Edit: Depending on your aim, you might also want to play with the color assignments. Otherwise MATLAB with color based on the Z-values.

 

[member 428835]

So I'm not getting a good plot. This is what I have

dz = 0.01;
z = 0:dz:1;
AA = zeros(size(A,2),length(z));
for ii = 1:length(z)% change A from vector to matrix
    AA(:,ii) = A';
end

[Z,THETA] = meshgrid(z,(thetaS:dtheta:2*pi));
R = (1-eps*AA.*cos(k*pi*Z));
X = R.*cos(THETA);
Y = R.*sin(THETA);
surf(X,Y,Z);

where $A$ is a THETA -length vector and has already been determined for THETA earlier in the code. The size of $AA,THETA,X,Y,Z$ are all the same rectangular matrices. Attached is the plot I get. It looks okay but is all black, which makes me think it is only a 2D plot.

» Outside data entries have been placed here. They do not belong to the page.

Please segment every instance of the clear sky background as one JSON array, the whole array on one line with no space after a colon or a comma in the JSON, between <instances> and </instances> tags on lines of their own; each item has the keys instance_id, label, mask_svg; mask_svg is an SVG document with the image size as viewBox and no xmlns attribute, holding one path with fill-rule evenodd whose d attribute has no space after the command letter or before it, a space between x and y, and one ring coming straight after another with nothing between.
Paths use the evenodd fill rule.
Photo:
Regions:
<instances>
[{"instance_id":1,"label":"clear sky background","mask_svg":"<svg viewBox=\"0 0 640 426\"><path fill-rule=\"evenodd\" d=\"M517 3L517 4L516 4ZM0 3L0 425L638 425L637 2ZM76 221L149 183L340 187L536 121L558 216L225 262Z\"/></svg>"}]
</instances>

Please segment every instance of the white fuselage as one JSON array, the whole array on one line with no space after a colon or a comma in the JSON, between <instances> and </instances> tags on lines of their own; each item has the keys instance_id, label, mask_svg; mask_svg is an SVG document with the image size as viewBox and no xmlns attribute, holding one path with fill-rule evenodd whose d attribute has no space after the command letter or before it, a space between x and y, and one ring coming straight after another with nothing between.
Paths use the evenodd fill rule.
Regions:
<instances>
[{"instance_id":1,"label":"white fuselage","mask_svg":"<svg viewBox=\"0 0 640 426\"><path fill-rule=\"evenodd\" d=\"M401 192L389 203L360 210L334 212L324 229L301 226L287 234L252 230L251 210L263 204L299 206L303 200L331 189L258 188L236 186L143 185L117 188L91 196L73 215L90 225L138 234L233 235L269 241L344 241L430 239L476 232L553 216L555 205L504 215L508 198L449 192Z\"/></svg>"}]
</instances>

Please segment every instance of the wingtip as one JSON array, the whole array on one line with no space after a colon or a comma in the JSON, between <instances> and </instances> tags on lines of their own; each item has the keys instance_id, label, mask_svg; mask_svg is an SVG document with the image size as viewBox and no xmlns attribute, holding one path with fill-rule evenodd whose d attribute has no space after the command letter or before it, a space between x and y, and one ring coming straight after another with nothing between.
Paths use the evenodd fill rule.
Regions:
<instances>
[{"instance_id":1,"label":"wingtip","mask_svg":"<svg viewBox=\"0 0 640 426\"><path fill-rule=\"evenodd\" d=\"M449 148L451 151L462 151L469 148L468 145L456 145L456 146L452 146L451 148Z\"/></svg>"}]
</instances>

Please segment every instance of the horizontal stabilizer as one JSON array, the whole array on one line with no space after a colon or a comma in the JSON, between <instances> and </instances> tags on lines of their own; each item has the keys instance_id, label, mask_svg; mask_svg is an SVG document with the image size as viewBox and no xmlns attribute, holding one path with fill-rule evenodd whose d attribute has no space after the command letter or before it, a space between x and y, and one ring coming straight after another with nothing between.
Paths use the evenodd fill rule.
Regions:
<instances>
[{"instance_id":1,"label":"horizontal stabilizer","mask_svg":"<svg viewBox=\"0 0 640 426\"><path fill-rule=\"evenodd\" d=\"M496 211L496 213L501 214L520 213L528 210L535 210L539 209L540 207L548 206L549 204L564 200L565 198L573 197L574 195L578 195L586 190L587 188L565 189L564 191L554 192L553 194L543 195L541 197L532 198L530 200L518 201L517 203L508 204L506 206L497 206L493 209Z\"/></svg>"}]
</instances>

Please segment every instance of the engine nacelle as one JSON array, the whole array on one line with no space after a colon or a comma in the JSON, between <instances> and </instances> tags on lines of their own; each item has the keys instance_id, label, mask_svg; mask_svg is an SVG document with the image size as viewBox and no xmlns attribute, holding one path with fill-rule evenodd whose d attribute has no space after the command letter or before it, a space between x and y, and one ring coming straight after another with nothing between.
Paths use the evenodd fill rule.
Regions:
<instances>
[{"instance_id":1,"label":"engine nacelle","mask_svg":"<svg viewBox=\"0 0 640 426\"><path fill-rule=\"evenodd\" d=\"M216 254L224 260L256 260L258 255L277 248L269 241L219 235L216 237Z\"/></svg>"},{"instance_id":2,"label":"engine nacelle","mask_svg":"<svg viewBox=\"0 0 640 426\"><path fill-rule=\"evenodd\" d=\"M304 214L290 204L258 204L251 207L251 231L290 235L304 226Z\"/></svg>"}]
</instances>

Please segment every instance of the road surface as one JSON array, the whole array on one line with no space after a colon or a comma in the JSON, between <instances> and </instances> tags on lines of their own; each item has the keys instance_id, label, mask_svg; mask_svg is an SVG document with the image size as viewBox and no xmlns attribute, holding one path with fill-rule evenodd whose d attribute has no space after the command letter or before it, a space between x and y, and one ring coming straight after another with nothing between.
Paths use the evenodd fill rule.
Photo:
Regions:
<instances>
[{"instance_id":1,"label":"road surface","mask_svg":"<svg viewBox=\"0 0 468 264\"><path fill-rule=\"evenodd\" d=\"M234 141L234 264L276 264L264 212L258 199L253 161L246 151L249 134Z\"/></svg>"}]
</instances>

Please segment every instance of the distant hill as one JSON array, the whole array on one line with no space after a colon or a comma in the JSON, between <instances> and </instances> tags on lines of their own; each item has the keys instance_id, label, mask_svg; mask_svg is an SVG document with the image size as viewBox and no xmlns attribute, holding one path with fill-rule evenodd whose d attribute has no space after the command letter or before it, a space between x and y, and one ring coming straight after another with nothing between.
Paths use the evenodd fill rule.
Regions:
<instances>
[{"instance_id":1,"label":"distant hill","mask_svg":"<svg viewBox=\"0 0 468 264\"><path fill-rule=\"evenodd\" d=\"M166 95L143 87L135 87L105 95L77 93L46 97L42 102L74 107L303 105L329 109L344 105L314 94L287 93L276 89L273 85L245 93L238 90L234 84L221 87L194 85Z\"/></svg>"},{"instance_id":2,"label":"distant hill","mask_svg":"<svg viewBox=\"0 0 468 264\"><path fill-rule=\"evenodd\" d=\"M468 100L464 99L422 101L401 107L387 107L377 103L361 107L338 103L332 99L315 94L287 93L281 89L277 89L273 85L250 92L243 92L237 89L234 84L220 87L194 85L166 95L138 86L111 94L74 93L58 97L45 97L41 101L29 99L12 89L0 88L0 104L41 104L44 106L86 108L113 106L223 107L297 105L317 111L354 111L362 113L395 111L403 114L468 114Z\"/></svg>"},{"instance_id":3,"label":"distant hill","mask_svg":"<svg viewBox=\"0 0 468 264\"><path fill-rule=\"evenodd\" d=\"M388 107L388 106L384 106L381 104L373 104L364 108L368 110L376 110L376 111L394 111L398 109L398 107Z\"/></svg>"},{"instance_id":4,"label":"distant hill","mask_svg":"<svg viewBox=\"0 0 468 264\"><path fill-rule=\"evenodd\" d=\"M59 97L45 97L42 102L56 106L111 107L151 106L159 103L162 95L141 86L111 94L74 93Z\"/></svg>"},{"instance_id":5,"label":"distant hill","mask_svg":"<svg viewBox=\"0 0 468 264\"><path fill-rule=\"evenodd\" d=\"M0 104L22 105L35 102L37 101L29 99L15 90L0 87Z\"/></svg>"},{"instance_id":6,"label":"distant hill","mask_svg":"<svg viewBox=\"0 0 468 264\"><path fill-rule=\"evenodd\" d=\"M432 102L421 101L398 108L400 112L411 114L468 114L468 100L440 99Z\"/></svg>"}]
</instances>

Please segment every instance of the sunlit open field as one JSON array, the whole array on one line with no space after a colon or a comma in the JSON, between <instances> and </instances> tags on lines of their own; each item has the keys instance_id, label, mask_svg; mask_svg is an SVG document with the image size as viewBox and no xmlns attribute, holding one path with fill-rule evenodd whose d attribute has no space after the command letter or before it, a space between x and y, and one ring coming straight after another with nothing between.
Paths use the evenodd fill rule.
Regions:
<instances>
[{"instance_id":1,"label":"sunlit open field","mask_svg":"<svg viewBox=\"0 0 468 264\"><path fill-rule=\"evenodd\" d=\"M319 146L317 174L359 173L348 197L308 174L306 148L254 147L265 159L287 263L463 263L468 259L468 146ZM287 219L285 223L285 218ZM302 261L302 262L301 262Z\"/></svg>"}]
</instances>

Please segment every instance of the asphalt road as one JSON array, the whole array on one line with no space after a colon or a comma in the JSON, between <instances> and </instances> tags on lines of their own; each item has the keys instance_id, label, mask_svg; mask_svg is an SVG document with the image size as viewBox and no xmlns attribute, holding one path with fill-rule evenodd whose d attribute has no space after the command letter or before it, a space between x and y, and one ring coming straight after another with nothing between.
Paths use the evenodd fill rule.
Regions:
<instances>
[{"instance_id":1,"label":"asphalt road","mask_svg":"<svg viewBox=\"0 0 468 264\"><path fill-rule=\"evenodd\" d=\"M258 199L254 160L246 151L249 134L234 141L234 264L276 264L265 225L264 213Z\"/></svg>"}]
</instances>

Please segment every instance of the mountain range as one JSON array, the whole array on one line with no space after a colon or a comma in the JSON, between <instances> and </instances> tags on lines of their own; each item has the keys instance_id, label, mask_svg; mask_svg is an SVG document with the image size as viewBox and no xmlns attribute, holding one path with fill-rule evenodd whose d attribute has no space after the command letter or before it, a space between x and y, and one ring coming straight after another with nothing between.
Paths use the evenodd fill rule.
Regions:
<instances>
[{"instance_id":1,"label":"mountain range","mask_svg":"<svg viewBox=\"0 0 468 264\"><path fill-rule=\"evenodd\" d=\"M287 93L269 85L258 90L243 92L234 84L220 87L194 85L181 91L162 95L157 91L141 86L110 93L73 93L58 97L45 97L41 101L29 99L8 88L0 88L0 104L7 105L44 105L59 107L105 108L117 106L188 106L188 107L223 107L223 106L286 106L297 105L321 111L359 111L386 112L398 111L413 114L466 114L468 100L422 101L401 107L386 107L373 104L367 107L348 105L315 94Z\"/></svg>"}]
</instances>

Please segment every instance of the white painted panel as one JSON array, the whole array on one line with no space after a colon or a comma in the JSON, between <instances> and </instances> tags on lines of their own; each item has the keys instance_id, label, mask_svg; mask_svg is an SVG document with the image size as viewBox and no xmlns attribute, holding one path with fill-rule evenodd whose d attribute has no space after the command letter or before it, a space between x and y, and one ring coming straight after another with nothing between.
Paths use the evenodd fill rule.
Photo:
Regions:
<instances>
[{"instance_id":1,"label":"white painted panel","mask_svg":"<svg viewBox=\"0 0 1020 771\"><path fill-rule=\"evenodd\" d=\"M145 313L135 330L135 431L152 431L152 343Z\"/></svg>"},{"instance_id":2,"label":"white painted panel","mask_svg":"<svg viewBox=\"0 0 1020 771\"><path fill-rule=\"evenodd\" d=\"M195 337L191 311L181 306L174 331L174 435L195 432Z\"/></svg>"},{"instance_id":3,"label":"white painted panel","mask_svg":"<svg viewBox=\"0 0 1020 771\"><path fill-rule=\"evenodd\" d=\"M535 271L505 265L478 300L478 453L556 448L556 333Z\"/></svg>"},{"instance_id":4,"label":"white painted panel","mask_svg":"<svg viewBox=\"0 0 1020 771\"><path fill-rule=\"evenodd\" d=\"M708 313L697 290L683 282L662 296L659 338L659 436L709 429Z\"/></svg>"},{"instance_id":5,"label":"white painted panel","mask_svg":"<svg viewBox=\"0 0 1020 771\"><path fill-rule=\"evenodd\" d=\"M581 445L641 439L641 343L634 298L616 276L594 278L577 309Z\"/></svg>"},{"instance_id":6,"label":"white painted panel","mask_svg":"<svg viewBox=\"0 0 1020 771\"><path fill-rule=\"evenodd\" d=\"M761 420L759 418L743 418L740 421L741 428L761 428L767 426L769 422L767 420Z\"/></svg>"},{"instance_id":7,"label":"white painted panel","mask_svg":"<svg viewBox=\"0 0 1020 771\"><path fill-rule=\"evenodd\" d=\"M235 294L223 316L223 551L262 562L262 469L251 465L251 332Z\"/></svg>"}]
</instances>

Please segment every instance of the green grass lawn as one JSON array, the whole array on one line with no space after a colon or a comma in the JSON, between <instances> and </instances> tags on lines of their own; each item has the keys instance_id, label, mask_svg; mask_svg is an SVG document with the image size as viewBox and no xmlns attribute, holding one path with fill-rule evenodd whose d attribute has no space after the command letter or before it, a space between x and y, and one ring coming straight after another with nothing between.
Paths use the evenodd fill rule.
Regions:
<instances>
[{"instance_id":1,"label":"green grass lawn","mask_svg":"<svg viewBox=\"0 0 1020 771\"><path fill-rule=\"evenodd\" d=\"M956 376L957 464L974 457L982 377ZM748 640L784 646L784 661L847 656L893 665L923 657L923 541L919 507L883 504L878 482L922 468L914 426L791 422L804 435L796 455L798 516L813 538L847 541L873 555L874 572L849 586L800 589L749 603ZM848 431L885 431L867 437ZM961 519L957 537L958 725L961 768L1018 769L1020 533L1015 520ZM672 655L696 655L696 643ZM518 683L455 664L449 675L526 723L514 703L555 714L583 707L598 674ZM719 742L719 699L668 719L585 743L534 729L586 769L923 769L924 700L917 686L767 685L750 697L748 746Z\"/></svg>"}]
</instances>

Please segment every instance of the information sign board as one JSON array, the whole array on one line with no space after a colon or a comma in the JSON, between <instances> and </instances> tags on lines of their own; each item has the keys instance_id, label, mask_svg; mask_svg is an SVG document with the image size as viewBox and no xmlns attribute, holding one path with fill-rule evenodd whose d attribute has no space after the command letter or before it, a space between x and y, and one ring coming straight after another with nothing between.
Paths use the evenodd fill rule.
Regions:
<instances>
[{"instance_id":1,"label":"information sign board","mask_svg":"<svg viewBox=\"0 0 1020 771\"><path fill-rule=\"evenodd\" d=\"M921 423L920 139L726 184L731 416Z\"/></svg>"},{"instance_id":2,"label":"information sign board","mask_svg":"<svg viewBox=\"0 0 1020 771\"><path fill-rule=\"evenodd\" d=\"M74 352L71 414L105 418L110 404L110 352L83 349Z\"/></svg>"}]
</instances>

Any idea what I'm doing wrong?

 

[Orodruin]

By default MATLAB plots the mesh lines, your mesh might be too close to show you the rest of the surface. If it is you will only see the mesh lines unless you turn the mesh lines off, i.e., set 'LineStyle' of the plot to 'none'.

 

[member 428835]

Perfect! Thanks so much!

 

[Orodruin]

I would also suggest that you create your AA matrix in a different way:

AA = ones(length(z),1)*A';

In general, MATLAB will run faster the less for loops you put. You should try to avoid for loops as much as possible. Do not do with a for loop what you can do with matrix multiplication.

Edit: You might have to correct this to get the A values in the correct direction, but you get the idea.

 

[member 428835]

I actually ended up redefining R as A' instead of AA, omitting that variable altogether.